KARACHI: The government has imposed Capital Gains Tax (CGT) on debt instruments like Pakistan Investment Bonds, Treasury Bills, Foreign Currency Bonds and Sukuk in the proposed Finance Bill 2014-15.

Experts and researchers said while the CGT on Securities (stocks) was clear and widely discussed, the imposition of CGT on the other component of the capital market — the debt instruments — was not as apparent.

They noted that the finance bill didn’t explain what would be the process to put the tax on the debt instruments or on what stage the tax would be applicable.

Bankers, however, affirmed that the CGT would be imposed on trading of these instruments like it had been applicable on share market.
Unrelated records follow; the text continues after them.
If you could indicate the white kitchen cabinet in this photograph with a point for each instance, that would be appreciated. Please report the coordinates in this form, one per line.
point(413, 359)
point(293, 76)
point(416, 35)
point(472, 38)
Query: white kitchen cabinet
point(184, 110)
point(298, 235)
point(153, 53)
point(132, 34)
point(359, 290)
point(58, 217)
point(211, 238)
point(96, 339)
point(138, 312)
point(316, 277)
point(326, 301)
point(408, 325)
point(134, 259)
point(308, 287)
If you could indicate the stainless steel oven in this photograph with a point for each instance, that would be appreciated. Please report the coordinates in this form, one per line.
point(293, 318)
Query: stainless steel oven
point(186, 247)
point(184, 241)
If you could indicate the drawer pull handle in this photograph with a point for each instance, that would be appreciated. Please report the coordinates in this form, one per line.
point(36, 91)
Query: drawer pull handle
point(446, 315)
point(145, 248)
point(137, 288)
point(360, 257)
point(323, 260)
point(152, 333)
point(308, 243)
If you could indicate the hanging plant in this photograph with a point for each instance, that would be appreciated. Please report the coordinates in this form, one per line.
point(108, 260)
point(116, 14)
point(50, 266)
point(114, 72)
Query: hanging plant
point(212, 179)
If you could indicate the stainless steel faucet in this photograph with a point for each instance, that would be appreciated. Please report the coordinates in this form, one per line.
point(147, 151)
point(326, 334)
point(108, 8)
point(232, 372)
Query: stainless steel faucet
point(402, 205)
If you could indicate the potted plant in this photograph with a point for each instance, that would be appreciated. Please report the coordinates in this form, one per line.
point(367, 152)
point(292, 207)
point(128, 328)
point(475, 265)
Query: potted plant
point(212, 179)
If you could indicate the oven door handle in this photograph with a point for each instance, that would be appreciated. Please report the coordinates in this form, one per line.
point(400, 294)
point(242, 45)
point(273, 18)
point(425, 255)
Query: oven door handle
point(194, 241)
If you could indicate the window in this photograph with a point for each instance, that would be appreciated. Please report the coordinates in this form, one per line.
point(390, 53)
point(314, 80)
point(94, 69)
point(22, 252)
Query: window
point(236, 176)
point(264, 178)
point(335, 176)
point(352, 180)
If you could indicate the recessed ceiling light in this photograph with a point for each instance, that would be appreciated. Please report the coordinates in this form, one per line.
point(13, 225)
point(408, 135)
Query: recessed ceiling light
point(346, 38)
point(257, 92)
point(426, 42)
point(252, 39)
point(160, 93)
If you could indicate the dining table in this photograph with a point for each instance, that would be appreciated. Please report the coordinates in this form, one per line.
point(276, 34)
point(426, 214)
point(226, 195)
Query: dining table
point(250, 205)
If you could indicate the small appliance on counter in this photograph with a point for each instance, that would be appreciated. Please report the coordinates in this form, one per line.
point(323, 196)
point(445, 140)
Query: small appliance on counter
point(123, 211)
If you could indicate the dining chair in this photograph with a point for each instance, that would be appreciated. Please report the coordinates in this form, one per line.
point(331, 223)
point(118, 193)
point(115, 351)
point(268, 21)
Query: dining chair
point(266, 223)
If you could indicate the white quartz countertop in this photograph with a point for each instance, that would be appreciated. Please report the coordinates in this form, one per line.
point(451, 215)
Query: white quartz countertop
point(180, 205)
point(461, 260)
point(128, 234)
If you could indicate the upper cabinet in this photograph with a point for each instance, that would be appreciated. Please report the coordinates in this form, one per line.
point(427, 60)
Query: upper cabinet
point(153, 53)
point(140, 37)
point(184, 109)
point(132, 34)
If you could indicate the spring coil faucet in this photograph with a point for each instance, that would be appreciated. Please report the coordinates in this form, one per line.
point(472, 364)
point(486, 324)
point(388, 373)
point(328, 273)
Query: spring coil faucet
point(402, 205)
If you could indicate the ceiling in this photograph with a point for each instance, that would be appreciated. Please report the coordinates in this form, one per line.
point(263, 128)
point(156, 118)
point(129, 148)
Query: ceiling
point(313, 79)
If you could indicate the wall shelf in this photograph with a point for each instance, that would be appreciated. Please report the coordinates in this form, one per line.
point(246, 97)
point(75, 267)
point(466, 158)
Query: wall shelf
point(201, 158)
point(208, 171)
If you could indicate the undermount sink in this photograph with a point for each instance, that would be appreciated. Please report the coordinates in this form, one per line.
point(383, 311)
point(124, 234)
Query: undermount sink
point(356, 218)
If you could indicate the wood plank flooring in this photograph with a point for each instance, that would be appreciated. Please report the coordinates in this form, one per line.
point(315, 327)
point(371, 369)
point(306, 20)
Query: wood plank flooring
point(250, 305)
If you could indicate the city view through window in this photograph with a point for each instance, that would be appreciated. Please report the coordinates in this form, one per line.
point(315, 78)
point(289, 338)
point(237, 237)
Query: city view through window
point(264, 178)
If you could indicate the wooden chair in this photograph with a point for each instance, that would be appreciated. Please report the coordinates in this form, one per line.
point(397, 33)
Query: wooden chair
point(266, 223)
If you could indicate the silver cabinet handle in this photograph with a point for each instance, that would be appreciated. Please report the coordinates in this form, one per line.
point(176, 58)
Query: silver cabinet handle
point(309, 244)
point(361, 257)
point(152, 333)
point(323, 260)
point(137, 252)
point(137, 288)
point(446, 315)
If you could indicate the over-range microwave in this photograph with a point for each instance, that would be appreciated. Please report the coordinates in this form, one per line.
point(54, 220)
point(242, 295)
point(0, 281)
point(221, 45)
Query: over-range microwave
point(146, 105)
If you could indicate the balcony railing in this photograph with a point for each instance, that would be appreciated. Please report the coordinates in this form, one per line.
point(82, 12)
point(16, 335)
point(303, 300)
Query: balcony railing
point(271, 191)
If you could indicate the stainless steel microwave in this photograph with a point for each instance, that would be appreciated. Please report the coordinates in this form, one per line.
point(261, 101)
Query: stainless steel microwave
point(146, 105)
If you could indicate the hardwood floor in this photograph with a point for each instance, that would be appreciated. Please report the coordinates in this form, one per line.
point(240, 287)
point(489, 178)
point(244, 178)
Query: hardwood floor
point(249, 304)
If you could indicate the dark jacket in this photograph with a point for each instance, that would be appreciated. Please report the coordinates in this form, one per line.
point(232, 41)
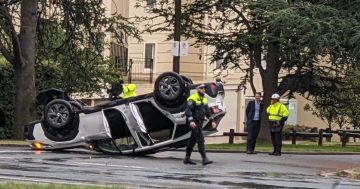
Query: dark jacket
point(250, 111)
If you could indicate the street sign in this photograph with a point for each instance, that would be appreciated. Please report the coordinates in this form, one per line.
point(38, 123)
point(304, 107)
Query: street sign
point(179, 48)
point(184, 48)
point(175, 48)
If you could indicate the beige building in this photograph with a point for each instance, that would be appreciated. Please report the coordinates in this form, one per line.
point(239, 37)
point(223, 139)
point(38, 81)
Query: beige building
point(196, 65)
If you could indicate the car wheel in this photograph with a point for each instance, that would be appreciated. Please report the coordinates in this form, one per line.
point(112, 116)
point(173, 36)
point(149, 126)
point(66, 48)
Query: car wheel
point(58, 114)
point(75, 106)
point(187, 80)
point(169, 86)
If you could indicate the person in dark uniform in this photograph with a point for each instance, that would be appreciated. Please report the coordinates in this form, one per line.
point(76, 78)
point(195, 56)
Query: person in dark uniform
point(196, 111)
point(253, 122)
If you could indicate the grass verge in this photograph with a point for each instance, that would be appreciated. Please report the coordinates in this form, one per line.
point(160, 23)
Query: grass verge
point(303, 147)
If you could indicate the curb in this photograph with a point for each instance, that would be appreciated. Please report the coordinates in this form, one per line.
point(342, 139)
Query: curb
point(350, 173)
point(230, 151)
point(264, 152)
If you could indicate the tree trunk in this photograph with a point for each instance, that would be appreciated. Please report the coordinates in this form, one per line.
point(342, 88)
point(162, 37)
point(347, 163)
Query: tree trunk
point(24, 67)
point(269, 79)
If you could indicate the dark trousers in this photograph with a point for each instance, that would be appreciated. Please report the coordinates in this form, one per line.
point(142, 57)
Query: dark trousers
point(197, 136)
point(276, 137)
point(253, 129)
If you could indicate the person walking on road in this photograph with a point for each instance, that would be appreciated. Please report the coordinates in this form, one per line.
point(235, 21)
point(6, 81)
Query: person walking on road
point(277, 114)
point(196, 111)
point(253, 122)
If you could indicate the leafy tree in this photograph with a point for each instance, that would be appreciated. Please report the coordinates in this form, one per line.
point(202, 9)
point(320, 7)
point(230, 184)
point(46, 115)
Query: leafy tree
point(304, 43)
point(7, 99)
point(26, 26)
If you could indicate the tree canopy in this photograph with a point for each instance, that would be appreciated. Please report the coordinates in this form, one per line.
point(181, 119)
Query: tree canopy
point(63, 36)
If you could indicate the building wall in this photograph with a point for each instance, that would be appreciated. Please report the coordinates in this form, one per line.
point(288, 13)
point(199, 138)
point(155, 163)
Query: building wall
point(199, 68)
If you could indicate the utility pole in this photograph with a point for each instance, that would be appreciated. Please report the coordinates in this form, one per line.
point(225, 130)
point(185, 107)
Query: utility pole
point(176, 59)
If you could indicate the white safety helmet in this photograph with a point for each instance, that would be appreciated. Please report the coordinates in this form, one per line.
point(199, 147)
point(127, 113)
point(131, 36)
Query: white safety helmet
point(202, 85)
point(275, 96)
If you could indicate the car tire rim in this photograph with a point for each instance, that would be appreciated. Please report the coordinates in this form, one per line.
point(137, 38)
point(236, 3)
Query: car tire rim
point(169, 87)
point(58, 115)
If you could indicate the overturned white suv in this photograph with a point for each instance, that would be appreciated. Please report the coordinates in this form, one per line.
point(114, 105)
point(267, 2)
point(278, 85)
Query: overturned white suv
point(144, 124)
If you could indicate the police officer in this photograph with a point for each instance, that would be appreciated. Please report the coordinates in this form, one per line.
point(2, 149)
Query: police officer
point(196, 111)
point(278, 114)
point(128, 91)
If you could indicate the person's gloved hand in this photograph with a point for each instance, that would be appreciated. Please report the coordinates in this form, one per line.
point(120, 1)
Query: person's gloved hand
point(192, 125)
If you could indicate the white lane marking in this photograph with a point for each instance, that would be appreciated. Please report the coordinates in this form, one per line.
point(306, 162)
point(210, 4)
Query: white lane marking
point(49, 181)
point(109, 165)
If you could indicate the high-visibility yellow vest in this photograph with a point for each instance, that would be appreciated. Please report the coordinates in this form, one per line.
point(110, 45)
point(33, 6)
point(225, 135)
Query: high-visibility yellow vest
point(197, 99)
point(128, 91)
point(277, 111)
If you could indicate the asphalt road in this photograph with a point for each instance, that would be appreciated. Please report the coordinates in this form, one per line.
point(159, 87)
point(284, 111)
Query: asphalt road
point(166, 170)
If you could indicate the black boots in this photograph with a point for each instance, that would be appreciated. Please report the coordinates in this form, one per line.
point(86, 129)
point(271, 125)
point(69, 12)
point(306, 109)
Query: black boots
point(206, 161)
point(188, 161)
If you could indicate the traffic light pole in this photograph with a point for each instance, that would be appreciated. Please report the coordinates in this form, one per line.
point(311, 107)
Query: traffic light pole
point(176, 59)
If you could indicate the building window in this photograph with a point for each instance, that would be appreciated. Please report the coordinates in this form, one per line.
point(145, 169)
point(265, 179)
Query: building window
point(150, 3)
point(149, 54)
point(119, 55)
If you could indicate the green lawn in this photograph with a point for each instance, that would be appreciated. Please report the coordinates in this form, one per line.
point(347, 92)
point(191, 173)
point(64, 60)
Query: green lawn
point(301, 147)
point(25, 185)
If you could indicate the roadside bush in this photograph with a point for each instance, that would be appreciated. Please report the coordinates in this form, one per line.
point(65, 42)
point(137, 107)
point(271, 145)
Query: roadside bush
point(288, 129)
point(7, 102)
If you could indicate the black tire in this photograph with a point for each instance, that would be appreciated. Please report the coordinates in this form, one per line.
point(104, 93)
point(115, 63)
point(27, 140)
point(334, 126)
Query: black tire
point(169, 86)
point(187, 80)
point(75, 106)
point(58, 114)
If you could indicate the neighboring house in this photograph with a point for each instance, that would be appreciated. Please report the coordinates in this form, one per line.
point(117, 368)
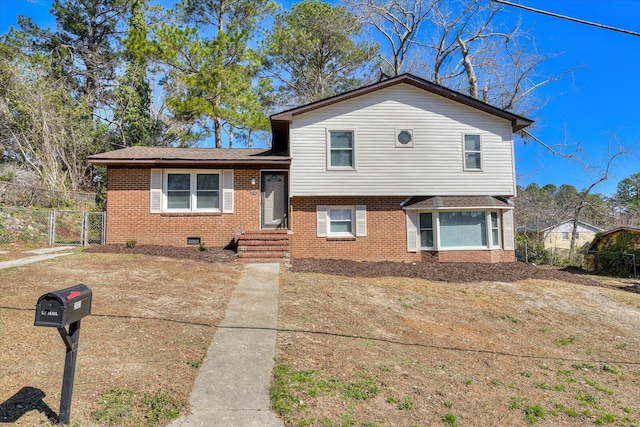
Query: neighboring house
point(558, 236)
point(625, 238)
point(616, 252)
point(402, 170)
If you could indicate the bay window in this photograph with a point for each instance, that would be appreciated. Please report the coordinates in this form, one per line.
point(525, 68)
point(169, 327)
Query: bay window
point(341, 150)
point(447, 230)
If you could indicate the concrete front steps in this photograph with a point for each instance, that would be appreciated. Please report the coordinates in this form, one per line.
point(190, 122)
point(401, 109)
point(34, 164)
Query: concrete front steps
point(263, 246)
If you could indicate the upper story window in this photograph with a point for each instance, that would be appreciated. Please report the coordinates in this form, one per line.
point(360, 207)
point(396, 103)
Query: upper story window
point(472, 152)
point(192, 191)
point(341, 153)
point(404, 138)
point(426, 230)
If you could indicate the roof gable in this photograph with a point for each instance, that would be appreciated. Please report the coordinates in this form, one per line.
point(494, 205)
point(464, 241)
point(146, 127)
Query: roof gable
point(517, 122)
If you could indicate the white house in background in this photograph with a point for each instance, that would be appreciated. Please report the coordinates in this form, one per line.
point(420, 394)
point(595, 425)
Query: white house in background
point(558, 236)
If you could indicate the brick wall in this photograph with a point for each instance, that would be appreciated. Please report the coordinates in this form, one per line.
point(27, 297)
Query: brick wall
point(128, 216)
point(386, 238)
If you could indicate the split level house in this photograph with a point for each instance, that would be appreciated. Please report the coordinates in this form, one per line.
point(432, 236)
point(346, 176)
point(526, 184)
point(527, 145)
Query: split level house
point(400, 170)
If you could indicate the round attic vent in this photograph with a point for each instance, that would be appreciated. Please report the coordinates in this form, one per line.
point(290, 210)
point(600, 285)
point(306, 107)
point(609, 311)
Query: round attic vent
point(404, 137)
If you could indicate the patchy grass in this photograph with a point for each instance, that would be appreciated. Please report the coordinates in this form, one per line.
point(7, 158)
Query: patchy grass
point(533, 352)
point(139, 351)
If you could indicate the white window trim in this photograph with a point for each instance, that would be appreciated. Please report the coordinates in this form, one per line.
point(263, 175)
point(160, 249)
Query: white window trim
point(158, 190)
point(192, 189)
point(358, 221)
point(436, 230)
point(465, 151)
point(353, 150)
point(353, 221)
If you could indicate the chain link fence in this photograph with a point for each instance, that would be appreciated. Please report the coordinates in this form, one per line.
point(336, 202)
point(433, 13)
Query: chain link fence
point(50, 226)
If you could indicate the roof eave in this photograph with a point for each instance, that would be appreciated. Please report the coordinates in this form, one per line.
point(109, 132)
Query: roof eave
point(189, 162)
point(517, 122)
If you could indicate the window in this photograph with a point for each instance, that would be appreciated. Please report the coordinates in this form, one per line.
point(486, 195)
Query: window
point(341, 150)
point(472, 152)
point(426, 230)
point(463, 229)
point(454, 230)
point(192, 191)
point(178, 191)
point(495, 229)
point(341, 222)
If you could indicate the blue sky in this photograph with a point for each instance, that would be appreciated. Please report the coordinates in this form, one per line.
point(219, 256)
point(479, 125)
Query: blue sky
point(595, 105)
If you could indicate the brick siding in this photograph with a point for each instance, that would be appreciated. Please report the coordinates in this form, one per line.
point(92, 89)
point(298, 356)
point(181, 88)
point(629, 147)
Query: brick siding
point(128, 216)
point(386, 238)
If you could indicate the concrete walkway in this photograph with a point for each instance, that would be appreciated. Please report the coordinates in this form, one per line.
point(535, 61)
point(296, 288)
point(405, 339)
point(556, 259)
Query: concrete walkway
point(42, 254)
point(232, 388)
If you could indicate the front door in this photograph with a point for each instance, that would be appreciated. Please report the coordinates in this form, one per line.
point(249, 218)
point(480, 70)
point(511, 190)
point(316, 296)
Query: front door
point(274, 199)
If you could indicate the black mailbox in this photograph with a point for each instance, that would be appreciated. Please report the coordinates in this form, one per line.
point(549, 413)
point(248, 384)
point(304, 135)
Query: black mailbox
point(61, 308)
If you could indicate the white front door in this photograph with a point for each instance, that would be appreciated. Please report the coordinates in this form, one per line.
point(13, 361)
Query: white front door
point(274, 199)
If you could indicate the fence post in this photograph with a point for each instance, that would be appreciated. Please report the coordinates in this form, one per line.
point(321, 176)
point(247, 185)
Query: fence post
point(52, 227)
point(84, 226)
point(103, 233)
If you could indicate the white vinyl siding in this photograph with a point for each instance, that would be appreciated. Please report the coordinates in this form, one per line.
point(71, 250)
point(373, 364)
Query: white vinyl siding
point(508, 240)
point(341, 149)
point(434, 165)
point(341, 221)
point(191, 190)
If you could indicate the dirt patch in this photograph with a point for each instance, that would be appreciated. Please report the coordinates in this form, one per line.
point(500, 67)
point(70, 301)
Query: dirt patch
point(459, 272)
point(359, 344)
point(153, 319)
point(422, 353)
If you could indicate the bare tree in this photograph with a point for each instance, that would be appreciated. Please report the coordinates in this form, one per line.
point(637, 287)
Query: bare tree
point(462, 44)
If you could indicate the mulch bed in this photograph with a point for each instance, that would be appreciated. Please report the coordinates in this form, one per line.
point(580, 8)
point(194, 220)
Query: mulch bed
point(192, 253)
point(437, 272)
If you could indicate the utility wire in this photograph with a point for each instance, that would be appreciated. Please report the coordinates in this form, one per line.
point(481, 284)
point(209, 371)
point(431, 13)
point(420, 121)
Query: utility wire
point(568, 18)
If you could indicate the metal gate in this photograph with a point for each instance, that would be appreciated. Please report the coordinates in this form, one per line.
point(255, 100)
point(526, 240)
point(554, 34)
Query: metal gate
point(76, 227)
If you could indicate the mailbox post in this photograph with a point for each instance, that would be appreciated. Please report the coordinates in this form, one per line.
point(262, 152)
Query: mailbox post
point(58, 309)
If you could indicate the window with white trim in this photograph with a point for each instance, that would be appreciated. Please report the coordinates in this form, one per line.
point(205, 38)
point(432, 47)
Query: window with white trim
point(191, 190)
point(426, 230)
point(495, 229)
point(472, 153)
point(340, 150)
point(341, 221)
point(443, 230)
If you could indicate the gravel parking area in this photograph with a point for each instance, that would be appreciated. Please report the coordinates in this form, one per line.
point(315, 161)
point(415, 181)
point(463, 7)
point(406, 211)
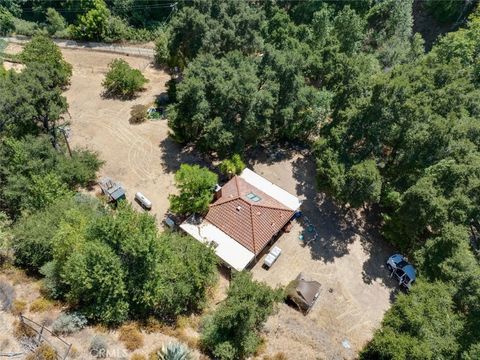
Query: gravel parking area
point(346, 258)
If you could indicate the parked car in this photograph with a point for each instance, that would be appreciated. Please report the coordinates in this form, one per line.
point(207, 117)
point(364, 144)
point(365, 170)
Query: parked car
point(403, 271)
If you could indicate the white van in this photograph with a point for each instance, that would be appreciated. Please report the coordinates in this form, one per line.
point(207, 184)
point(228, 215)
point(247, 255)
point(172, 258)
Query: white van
point(147, 204)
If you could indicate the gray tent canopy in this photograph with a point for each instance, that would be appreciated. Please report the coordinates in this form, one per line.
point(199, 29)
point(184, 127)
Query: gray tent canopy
point(303, 292)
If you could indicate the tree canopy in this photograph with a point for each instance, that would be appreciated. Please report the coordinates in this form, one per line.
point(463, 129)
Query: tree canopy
point(232, 331)
point(195, 185)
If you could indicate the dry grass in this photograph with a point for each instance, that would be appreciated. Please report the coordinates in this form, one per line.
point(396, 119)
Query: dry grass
point(20, 330)
point(74, 353)
point(138, 357)
point(41, 305)
point(130, 336)
point(18, 307)
point(277, 356)
point(43, 352)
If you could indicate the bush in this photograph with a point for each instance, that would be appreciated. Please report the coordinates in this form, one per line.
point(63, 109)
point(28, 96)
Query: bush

The total investment in PIBs this year rose to Rs1.7 trillion; most of the investments were made by the banks.

“Our initial understanding suggests that income derived by trading in bond securities will be subject to the CGT after the approval of the finance bill,” said Nauman Khan of Shajar Capital.

Topline Securities CEO Mohammad Sohail also confirmed that as per the finance bill the debt securities were liable to the CGT.

The government has proposed to enhance the holding period to one and two years from previously six-month and one-year, respectively, said Khan. “The rate has been proposed to be enhanced to 12.5 per cent from 10pc,” he added.

The government for the first time has floated the treasury bills on the stock market to secure much bigger size of loan compared to banks alone.

The definition of the term securities has been extended to include corporate debt securities such as Term Finance Certificates (TFCs), Sukuk Certificates, Registered Bonds, Commercial Papers and Participation Term Certificates (PTCs) and all kinds of debt instruments issued by any Pakistani or foreign company and corporation registered in Pakistan; and Government Debt Securities such as Treasury Bills (T-bills), Federal Investment Bonds (FIBs), Pakistan Investment Bonds (PIBs), Foreign Currency Bonds, Government Papers, Municipal Bonds, Infrastructure Bonds and all kinds of debt instruments issued by Federal Government, Provincial Governments, Local Authorities and other statutory bodies.

Bankers said further explanation was required to make it clear whether the CGT would be imposed on banks’ investment in these papers or not since the banks were the largest investors in government papers including all kinds of bonds.

Banks have massively invested in PIBs with minimum return of over 12 per cent (three-year PIBs). If the CGT imposed on income from the PIBs the banks may not be interested in future to invest in PIBs or any other government papers.